Michael Moreno – Stephens Incorporated
Okay. Great.
Appreciate the color. One kind of follow up on the robotics group.
I guess historically, Tony, you’ve talked about visibility there being more short term and having maybe six months of kind of visibility. With the stuff going on in the North Sea, do you have more visibility there than maybe you’ve had historically?
Kind of maybe talk about the visibility of that segment.
Tony Tripodo
Well, the North Sea in general always has a positive plan further in advance than they are in the Gulf of Mexico. It’s historically been that way and it continues to be that way now.
So, yeah, there is more visibility for long-term planning and projects in the Gulf of Mexico and we’re hoping that it’s even more so in this visible Energy/Wind Farm business. I don’t know if that answers your question or not.
Michael Moreno – Stephens Incorporated
Do you have kind of a year? Can you look out a year and say that business is going to be pretty busy for the next year?
Tony Tripodo
It’s not really that we have contracts that we see out for a year other than on some of the variable stuff we have frame agreement with two different companies that go out five years with X amount of numbers of days per year that we’re guaranteed. So on that variable side there is a little bit of that but on the – most of our revenue still comes from the long and robotics and that’s more just consistent with this historical trends than it is any real visibility.

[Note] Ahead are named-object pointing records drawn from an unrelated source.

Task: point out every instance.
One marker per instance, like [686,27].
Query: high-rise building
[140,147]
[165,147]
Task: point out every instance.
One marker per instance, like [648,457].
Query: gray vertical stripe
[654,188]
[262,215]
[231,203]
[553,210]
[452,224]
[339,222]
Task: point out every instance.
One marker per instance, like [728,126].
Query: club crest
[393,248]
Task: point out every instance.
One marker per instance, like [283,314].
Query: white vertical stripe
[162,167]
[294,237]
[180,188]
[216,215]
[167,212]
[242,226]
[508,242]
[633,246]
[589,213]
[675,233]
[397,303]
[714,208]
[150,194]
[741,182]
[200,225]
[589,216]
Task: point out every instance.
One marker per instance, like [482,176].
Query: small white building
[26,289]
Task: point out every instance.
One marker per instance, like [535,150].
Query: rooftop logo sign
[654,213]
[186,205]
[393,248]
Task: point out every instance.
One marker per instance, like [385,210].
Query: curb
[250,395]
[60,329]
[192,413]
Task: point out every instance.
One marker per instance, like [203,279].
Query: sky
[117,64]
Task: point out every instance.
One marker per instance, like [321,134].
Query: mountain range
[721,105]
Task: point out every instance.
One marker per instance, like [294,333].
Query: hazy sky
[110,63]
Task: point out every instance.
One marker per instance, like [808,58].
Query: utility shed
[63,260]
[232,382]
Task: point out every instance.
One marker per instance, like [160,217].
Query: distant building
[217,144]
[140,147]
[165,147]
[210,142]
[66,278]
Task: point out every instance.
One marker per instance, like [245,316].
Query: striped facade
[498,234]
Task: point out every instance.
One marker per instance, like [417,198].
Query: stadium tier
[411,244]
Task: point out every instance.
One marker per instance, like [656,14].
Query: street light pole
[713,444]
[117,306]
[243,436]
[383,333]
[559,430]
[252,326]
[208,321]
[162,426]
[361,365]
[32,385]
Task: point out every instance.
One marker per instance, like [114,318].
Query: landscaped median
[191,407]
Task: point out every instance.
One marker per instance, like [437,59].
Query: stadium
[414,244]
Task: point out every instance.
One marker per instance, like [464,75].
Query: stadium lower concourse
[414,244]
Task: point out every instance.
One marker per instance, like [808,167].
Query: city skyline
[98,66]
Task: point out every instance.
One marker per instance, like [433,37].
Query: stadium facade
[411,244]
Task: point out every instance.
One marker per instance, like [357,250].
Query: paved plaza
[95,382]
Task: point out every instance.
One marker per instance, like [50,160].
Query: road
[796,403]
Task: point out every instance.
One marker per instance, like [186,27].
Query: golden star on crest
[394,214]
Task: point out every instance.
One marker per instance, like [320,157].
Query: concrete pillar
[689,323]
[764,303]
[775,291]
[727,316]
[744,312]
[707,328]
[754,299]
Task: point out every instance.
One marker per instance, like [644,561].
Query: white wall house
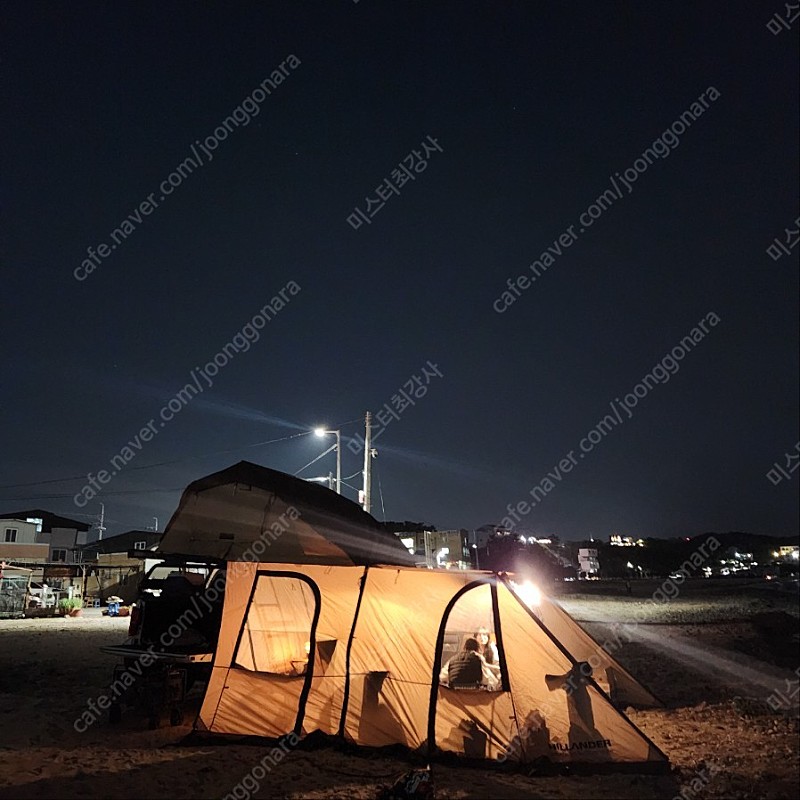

I mean, like six months there’s quite a bit of visibility in the Robotics business for us, and I don’t see that improving dramatically when we can look out and see a year out in advance.
Michael Moreno – Stephens Incorporated
Okay. Okay.
Thanks.
Operator
There are no further questions on the phone lines, but as a reminder 1-4 for any questions. And there seems to be no further question.
I will turn the call back to you, sir.
Stephen Powers
Okay. Well, thanks, everyone, for joining us today.
We very much appreciate your interest and participation, and look forward to having you participate on our Q3 call here in a few months.
Operator
Ladies and gentlemen, that does conclude the conference call for today. We thank you for your participation, and ask that you please disconnect your line.